The story today would be different, script numbers are now integers not some weird library object. A safe multiply would be trivial to add (and there is one I think from elements that has been copied into a bunch of forks of Bitcoin).

There are clear uses for arithmetic operations, particularly it lets you implement some alternative cryptographic schemes... like for example an anonymous accumulator output.

But there is less of a case for implementing them in the abstract since the 'generic' things that get implemented may be too inefficient or just not do exactly the right thing for the use to actually work.  So it's important to have clear use cases just to validate that the construct is actually useful.

I think things should be easier to justify with taproot, because if your application only needs to use the fancy opcodes in an exceptional case, the fact that they may be expensive to use isn't a problem.

Consider this scheme:  A cryptographic accumulator like Zerocoin lets parties put in coins and then take them out without any linkage between the transactions.  But it requires 3KB proofs making it costly to use.  A group of N people could come together and create an output which has a musig2 N-of-N threshold signature as the root,  and the expensive accumulator thing as a hidden branch.  So long as all N people are online they all just jointly sign to make changes to the accumulator, keeping all the accumulator proof stuff private and offline.  But if one of the N parties goes offline for whatever reason, no ones funds are frozen-- they can use the accumulator to kick out the unresponsive party at a one time cost and continue on.
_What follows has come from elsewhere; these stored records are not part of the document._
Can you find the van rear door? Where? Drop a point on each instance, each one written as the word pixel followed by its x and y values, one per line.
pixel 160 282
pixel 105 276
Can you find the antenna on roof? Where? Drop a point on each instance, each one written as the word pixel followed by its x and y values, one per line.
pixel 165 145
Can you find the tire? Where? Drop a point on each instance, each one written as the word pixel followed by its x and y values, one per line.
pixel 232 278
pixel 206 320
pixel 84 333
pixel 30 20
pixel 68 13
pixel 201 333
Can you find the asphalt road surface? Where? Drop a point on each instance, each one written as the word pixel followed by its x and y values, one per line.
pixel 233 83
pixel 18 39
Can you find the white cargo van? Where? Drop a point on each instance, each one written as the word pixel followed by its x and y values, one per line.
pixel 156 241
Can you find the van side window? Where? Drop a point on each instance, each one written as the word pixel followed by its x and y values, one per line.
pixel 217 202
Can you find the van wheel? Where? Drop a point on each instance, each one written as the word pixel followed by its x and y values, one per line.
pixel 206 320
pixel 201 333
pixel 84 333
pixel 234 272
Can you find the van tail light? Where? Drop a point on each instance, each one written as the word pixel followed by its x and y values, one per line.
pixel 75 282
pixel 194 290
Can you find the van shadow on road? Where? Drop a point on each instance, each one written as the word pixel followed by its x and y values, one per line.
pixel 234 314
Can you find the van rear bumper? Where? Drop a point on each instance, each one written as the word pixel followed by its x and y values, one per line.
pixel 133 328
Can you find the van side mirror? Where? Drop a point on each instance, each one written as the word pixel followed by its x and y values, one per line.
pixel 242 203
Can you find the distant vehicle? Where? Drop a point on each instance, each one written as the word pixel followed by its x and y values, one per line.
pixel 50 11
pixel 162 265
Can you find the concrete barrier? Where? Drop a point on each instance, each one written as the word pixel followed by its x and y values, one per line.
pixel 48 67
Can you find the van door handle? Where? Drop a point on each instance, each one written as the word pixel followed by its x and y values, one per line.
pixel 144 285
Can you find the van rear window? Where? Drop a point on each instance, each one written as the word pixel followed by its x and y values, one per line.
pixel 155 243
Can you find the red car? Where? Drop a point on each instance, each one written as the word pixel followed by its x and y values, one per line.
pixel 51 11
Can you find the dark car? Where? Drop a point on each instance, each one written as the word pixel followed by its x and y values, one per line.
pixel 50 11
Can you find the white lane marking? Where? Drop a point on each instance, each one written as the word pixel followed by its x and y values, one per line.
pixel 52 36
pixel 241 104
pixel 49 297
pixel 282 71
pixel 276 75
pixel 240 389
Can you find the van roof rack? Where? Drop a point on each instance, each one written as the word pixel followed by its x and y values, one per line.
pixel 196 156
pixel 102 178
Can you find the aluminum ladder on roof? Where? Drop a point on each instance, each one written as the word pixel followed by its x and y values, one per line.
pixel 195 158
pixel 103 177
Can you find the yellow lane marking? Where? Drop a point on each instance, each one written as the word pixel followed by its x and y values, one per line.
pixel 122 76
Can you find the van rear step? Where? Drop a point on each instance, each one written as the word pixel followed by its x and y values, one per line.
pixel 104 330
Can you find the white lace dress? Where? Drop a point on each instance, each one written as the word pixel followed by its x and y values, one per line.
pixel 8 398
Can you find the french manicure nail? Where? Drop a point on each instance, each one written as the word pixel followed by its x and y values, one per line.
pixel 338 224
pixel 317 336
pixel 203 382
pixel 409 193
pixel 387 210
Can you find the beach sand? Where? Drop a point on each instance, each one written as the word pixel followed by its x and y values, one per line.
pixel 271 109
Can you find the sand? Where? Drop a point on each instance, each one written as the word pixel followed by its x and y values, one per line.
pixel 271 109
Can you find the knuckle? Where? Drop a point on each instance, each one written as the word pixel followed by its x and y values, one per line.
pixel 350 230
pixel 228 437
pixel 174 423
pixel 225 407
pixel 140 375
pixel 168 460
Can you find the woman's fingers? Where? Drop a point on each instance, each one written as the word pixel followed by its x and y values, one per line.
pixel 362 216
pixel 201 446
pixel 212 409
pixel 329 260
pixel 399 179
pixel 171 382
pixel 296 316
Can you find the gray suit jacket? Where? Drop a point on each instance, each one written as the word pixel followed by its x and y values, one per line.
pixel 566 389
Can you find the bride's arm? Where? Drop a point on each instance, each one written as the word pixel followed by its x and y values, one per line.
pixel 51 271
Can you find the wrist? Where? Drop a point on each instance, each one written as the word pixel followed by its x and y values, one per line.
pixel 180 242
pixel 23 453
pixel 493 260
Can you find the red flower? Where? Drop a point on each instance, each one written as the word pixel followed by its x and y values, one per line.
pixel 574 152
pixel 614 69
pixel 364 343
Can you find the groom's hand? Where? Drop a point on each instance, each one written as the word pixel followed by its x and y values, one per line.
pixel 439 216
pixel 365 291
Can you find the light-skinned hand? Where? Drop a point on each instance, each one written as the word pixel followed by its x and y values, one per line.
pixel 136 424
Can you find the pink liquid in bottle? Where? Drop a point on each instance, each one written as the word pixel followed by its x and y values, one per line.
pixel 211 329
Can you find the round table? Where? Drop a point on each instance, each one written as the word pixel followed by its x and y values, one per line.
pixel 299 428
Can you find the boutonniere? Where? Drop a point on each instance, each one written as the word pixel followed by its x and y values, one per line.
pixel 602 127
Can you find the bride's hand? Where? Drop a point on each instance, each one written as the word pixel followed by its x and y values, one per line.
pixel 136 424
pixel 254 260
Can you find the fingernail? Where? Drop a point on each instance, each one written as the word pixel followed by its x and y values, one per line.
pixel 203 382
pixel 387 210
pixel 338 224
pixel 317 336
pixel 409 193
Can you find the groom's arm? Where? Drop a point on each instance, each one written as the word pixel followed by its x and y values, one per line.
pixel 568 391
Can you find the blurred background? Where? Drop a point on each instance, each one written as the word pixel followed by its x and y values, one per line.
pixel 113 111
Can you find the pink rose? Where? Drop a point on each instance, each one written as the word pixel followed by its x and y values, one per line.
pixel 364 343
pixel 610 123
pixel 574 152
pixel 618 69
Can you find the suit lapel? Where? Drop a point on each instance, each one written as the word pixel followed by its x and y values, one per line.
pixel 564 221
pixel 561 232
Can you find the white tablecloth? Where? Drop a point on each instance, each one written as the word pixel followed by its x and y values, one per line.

Particularly if the N parties tend to pay each other often, this scheme is really efficient since it can encapsulate all the N*(N-1) potential payments between parties simultaneously in a transaction that uses the resources of a single party payment.

There are ways to do these schemes without a cryptographic accumulator, but once N is over a threshold size an accumulator is probably the cheapest way to implement it... even if it requires a pretty expensive script.  Of course it's more useful the cheaper that backup escape hatch is, so it's important that the right operations are implemented for it. The simple and stupid multiply would probably not result in a usefully efficient implementation.

I don't say this to advocate for any proposal (I don't even known if any exist right now) but to just point out that there are applications and not just trivial or dubious ones.